In a report released Wednesday officials said that the evidence examined in its independent, federal investigation into the fatal shooting of Michael Brown does not support federal civil rights charges against Ferguson Police Officer Darren Wilson. A grand jury decided not indict Wilson in 2014.
“As detailed in our report, this investigation found a community that was deeply polarized, and where deep distrust and hostility often characterized interactions between police and area residents,” said Attorney General Eric Holder. “Our investigation showed that Ferguson police officers routinely violate the Fourth Amendment in stopping people without reasonable suspicion, arresting them without probable cause, and using unreasonable force against them.
Holder first announced the comprehensive pattern or practice investigation into the Ferguson Police Department after visiting that community in August 2014. The investigation focused on the FPD’s use of force, including deadly force; stops, searches and arrests; discriminatory policing; and treatment of detainees inside Ferguson’s city jail by Ferguson police officers.

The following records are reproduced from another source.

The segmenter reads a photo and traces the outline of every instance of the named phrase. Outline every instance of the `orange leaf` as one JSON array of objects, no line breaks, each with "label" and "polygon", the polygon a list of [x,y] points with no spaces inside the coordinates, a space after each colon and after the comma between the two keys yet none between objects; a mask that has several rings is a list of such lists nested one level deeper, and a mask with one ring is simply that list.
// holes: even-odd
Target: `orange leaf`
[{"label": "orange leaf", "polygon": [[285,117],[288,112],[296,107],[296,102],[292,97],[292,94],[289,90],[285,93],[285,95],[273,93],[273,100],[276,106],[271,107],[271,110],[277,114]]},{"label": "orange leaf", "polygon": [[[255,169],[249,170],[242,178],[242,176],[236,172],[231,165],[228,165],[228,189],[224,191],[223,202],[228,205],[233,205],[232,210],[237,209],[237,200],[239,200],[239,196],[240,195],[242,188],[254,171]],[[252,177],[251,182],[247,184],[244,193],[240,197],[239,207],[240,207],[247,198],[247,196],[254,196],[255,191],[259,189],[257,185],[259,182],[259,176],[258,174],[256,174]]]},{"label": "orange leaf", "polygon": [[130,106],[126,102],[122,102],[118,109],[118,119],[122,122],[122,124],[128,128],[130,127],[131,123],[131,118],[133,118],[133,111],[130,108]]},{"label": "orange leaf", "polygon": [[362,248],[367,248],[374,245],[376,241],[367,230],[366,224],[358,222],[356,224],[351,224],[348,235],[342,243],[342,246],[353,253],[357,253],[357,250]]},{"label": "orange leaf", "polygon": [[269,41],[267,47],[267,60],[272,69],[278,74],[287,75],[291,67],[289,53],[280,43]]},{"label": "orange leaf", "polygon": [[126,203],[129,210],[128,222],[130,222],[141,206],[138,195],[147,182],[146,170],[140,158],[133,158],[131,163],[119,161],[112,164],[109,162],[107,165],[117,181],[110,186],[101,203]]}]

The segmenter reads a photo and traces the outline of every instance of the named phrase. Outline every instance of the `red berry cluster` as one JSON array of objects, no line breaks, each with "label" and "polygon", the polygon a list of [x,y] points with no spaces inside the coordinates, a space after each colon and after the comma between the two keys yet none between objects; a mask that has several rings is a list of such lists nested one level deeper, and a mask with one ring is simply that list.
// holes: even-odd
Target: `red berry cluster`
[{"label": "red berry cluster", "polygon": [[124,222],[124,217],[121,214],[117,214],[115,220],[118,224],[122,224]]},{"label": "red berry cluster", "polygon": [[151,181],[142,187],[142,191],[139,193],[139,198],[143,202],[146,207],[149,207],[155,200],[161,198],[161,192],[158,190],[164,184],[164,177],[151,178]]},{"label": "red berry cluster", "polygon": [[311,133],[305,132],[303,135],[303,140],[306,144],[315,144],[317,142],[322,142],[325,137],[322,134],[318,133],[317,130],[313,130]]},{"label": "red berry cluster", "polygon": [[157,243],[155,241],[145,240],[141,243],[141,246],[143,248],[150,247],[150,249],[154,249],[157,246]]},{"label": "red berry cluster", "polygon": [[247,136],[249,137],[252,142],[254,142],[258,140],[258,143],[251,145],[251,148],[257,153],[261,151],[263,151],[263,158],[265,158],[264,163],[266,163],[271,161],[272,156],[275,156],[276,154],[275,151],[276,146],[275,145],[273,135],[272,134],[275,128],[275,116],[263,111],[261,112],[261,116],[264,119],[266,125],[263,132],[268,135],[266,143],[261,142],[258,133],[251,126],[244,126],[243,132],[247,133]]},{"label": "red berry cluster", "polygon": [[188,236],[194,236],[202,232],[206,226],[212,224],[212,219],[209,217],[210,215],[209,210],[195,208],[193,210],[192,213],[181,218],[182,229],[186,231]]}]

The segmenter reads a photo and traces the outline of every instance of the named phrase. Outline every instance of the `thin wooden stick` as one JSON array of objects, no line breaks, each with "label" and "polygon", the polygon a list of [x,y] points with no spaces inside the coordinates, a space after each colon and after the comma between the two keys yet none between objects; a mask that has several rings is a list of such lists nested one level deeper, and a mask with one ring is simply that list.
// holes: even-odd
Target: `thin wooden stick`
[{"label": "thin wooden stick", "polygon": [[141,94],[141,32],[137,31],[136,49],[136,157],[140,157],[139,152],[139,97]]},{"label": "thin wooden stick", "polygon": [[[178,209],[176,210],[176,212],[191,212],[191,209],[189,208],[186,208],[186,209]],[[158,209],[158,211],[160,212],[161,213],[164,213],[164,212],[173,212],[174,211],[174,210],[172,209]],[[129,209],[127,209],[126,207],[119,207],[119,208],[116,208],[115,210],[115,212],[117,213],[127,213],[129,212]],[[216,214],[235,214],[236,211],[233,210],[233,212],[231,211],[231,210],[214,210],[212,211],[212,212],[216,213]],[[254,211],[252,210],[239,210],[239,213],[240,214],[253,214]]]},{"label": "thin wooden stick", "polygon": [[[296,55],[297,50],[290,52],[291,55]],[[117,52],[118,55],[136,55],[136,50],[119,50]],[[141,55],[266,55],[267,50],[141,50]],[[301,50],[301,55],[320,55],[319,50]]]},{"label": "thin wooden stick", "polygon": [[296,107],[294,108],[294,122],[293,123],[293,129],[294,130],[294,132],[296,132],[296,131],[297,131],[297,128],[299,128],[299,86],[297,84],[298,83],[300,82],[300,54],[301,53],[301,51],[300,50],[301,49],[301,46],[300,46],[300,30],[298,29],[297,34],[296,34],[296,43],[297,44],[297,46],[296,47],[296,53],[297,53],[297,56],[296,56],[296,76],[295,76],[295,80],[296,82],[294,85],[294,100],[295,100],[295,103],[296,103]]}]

In the course of its pattern or practice investigation, the Civil Rights Division reviewed more than 35,000 pages of police records; interviewed and met with city, police and court officials, including the FPD’s chief and numerous other officers; conducted hundreds of in-person and telephone interviews, as well as participated in meetings with community members and groups; observed Ferguson Municipal Court sessions, and; analyzed FPD’s data on stops, searches and arrests.
It found that the combination of Ferguson’s focus on generating revenue over public safety, along with racial bias, has a profound effect on the FPD’s police and court practices, resulting in conduct that routinely violates the Constitution and federal law. The department also found that these patterns created a lack of trust between the FPD and significant portions of Ferguson’s residents, especially African Americans.
The Rev. Al Sharpton’s National Action Network (NAN) said in a statement Wednesday that Sharpton is “deeply disappointed with the decision by the DOJ.” NAN added that they are not discouraged as they continue to fight for the family of Eric Garner as they await the decision in the federal investigation of his death.
“We hope that the Justice Department’s finding that the Ferguson Police Department had a pattern and practice that violates the First, Fourth, and 14th Amendments of the Constitution, will result in an overhaul of the department,” the civil rights organization said.